Dorothy Violet (nee Bauman) Freitag was born on October 30, 1920 and gave birth to her first child, a daughter, at the age of 36.  By this time she was an accomplished teacher, holding a Master’s Degree in History from Pacific Lutheran University, and was as active as any young woman could be in her local LCMS congregation.  And she was my mother.

This is the woman who sang to me in my crib, over and over again, The Old Rugged Cross, until I wondered and pondered at what it was about that cross that was so important to her and ultimately to me too.  This is the woman who washed my hair in the bathroom sink and meticulously rolled it up in curlers every Saturday night so that I could look like Shirley Temple at church the next day.  This is woman who taught me to love books; who somehow made learning fun; who gave me a genuine thirst for knowledge. 

This is the woman who taught me that something holy was going on during the Eucharist, who spanked me or sent me out with dad to be spanked when I was naughty during worship services; who gave me milk-glass plates for my confirmation and expensive cut glass candle holders at my wedding shower.  

This is the woman who sewed her own wedding dress by hand and then altered it by hand twenty-nine years later so that I could “walk down the aisle” in the same dress.   This is the woman who taught me to wash and wipe the dishes from the time that I could stand on a little stool to reach the sink; who paid me a penny to wash and two pennies to dry; who embroidered the edges of all my dish towels, which I cherish and guard from destruction because they represent the loving labor of her hands. 

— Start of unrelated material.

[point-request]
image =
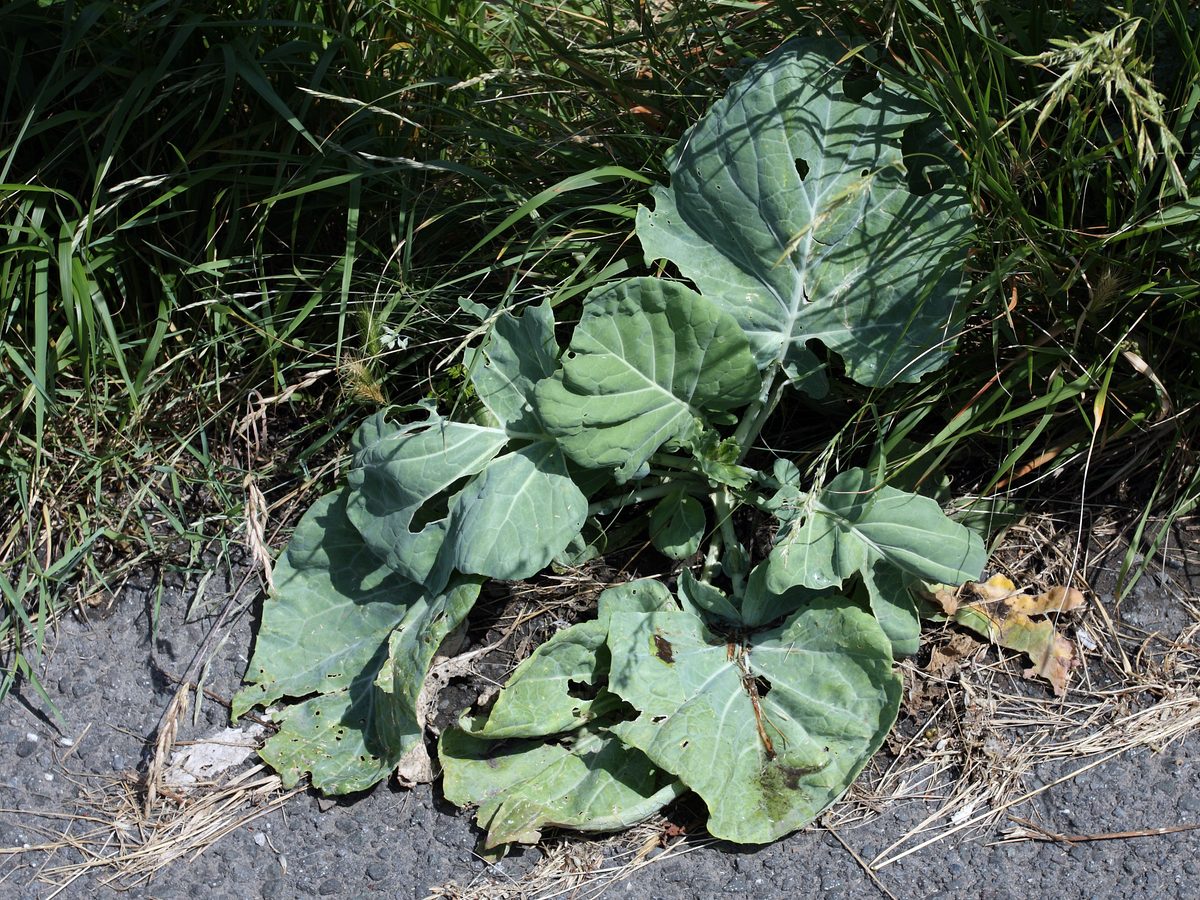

This is the woman who came to me, in Indiana or Scotland or England, to provide whatever help I might need after giving birth or having major surgery; who gently advised me on motherhood when I needed it, whether I asked for the advice or not.

This is the woman who can grow geraniums and violets from little slips in pots of water, when every plant that I touch dies.  This is the woman who makes the best homemade rolls in the world, takes them to church dinners, shares them with friends and neighbors, and sends them home in my suitcase with me, all without reminding me that I’ve never succeeded in making one good batch of rolls. 
This is the ONLY woman that can consistently beat me in a game of pinochle!

This is the woman who recovered from triple pneumonia while already in her 80s, and during the long recovery period read the Bible cover to cover and began to teach herself to play the piano.  This is the woman who, after that long road to recovery, joined the choir, completed an enitre Steven Ministry course, and is back to doing everything that she can at the church.  This is the woman who reads the newspaper every day and still cuts out and mails me the coupons for things she knows I will buy.  

THIS is the woman that I call mother.  I thank God for you, Dorothy Violet Freitag!